Impact of integrating clinical and genetic information

M. Dugas1*, C. Schoch2, S. Schnittger2, W. Kern2, T. Haferlach2, D. Messerer1 and K. Überla1




1Department of Medical Informatics, Biometrics and Epidemiology (IBE)
University of Munich
Marchioninistr. 15
D-81377 Munich, Germany
Tel: +49-89-7095-4497
Fax: +49-89-7095-7491
email: dug@ibe.med.uni-muenchen.de
http://www.med.uni-muenchen.de/ibe/mitarbeiter/dugas.html
2Department of Internal Medicine III
University Hospital of Munich, Germany
Marchioninistr. 15
D-81377 Munich, Germany

*To whom correspondence should be addressed







ABSTRACT

To identify molecular markers which are relevant for medicine it is important to integrate clinical and genetic information - in the broadest sense. It is not sufficient to analyse a few patients; for reliable assessment of parameters relevant to diagnostics and therapy large patient collectives must be characterized both with respect to phenotype and genotype. Matching of genetic data like molecular genetics and cytogenetics with clinical data like follow-up, morphological findings and diagnoses involves integration of complex databases.

In the context of a nationwide leukemia research network in Germany we designed an integrated database covering both genetic and clinical data of patients. The system contains follow-up data and relevant laboratory modalities, i.e. cytomorphology, cytogenetics, molecular genetics, FISH, immunphenotyping and gene expression profiling.

So far 10714 cases from 6546 patients treated by 1026 physicians are documented. The data structure consists of up to 888 variables per case. From our experience, integration of clinical and genetic information requires significant efforts - including data protection issues -, but is feasible and improves data quality leading to more reliable research results for the benefit of the patients.
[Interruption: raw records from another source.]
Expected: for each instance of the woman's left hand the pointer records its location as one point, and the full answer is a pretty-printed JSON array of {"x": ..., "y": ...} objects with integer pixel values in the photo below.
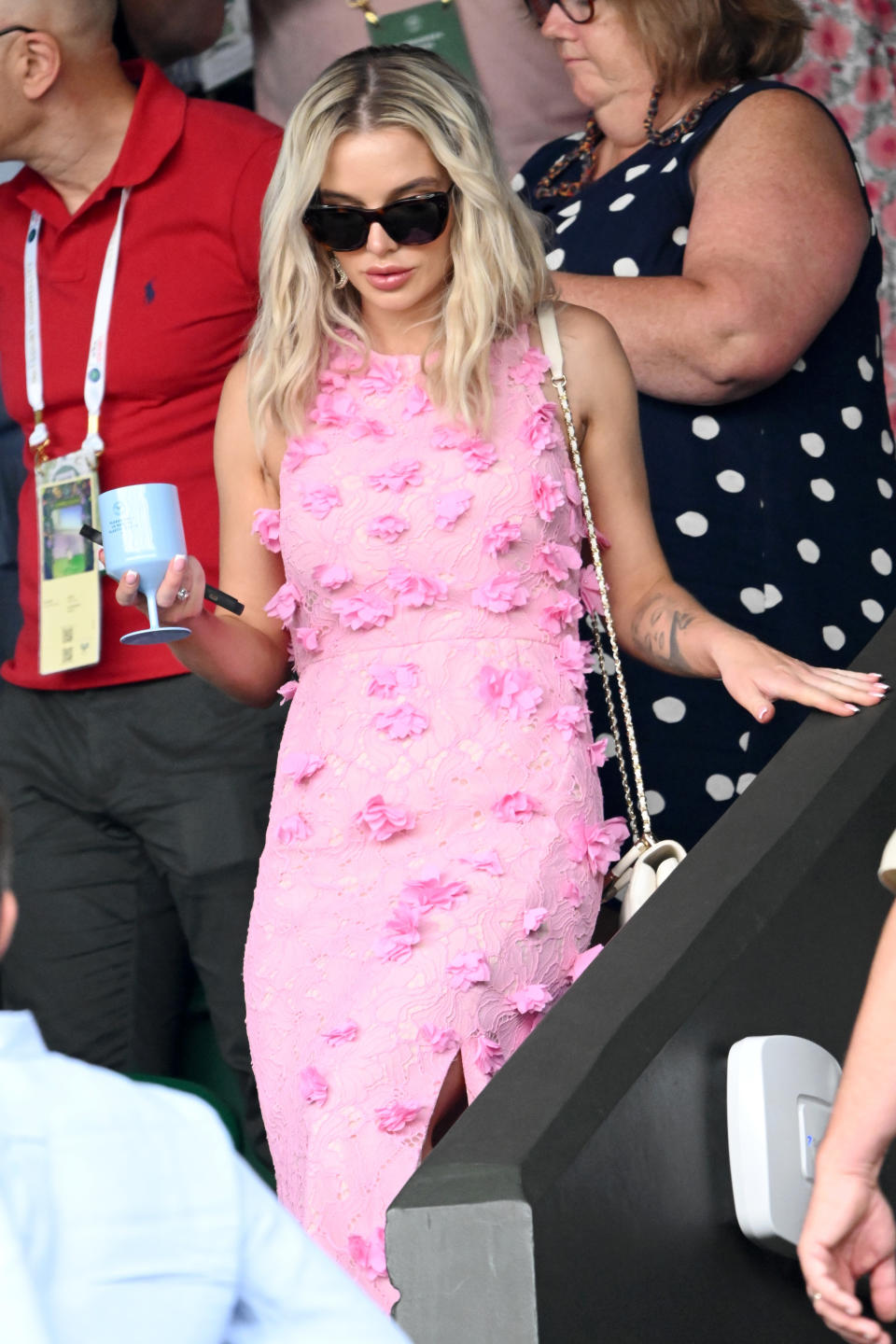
[{"x": 757, "y": 675}]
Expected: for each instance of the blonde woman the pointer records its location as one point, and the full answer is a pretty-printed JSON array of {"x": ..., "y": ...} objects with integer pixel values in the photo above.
[{"x": 399, "y": 518}]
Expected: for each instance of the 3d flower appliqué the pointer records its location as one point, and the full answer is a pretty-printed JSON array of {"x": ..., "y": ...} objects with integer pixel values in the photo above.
[
  {"x": 332, "y": 576},
  {"x": 366, "y": 610},
  {"x": 314, "y": 1086},
  {"x": 599, "y": 845},
  {"x": 413, "y": 589},
  {"x": 284, "y": 604},
  {"x": 572, "y": 659},
  {"x": 266, "y": 527},
  {"x": 402, "y": 721},
  {"x": 399, "y": 935},
  {"x": 555, "y": 559},
  {"x": 300, "y": 449},
  {"x": 391, "y": 679},
  {"x": 383, "y": 820},
  {"x": 397, "y": 1117},
  {"x": 512, "y": 690},
  {"x": 489, "y": 1057},
  {"x": 547, "y": 495},
  {"x": 470, "y": 968},
  {"x": 540, "y": 427},
  {"x": 433, "y": 892},
  {"x": 300, "y": 765},
  {"x": 500, "y": 538},
  {"x": 501, "y": 593},
  {"x": 516, "y": 806},
  {"x": 397, "y": 477}
]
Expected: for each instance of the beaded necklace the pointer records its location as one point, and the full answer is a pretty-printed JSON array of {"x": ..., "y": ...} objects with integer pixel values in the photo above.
[{"x": 586, "y": 149}]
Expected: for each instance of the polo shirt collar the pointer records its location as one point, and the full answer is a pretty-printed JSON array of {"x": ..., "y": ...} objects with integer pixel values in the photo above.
[
  {"x": 21, "y": 1036},
  {"x": 155, "y": 128}
]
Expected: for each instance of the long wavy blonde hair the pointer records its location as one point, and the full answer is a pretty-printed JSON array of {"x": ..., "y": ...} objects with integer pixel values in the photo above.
[{"x": 497, "y": 274}]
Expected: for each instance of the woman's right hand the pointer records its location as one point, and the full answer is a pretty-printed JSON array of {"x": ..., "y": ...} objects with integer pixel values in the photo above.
[{"x": 184, "y": 574}]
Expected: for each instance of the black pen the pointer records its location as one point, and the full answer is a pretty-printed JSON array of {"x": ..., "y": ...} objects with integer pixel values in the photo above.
[{"x": 216, "y": 595}]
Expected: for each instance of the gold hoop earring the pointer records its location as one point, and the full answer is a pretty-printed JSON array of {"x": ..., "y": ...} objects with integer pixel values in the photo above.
[{"x": 342, "y": 278}]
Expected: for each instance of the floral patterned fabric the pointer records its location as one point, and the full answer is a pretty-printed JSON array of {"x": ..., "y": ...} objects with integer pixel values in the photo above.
[
  {"x": 436, "y": 846},
  {"x": 849, "y": 63}
]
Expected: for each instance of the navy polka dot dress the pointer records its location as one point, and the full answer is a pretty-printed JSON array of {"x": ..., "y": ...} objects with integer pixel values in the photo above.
[{"x": 776, "y": 511}]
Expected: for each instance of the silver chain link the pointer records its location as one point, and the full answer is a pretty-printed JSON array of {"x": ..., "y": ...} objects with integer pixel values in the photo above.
[{"x": 642, "y": 836}]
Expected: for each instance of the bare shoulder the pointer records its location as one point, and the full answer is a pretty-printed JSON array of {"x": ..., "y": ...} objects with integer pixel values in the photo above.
[{"x": 773, "y": 128}]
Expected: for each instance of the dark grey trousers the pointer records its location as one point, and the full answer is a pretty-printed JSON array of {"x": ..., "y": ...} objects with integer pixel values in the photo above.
[{"x": 138, "y": 815}]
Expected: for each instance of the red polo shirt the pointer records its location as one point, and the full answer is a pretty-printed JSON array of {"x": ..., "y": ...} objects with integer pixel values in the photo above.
[{"x": 186, "y": 296}]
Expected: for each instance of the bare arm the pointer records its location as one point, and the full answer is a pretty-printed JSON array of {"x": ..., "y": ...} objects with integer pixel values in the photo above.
[
  {"x": 776, "y": 240},
  {"x": 245, "y": 656},
  {"x": 656, "y": 619},
  {"x": 167, "y": 30}
]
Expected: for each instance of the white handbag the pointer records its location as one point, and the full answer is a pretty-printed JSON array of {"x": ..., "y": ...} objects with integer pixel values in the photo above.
[{"x": 648, "y": 861}]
Key words: clinical integration, cytogenetics, molecular genetics, leukemia



INTRODUCTION

Genetic methods have the potential to change medicine fundamentally, however "Obtaining the sequence of the human genome is the end of the beginning" [1].

Leukemia is a model disease for cancer and more and more of its pathogenesis is being understood on a molecular level, therefore special attention is dedicated to genetic parameters like detection of gene rearrangements or mutations by polymerase chain reaction (PCR) and southern blot [5] (molecular genetics), analysis of chromosomes by determination of karyotype and its aberrations (cytogenetics) and fluorescence in-situ hybridization (FISH [6]) as well as gene expression profiling.

From a physician's perspective it is very important to distinguish between surrogate markers and prognostic relevant parameters, which are associated with important medical outcomes like patient's survival time and quality of life.

For statistical analysis clinical and genetic information concerning a particular patient must be linked. In the context of large data sets and many different data sources, integration is a challenging and time-consuming task. Because of methodological problems, especially complexity and dynamics of underlying data models, there are no comprehensive software products on the market.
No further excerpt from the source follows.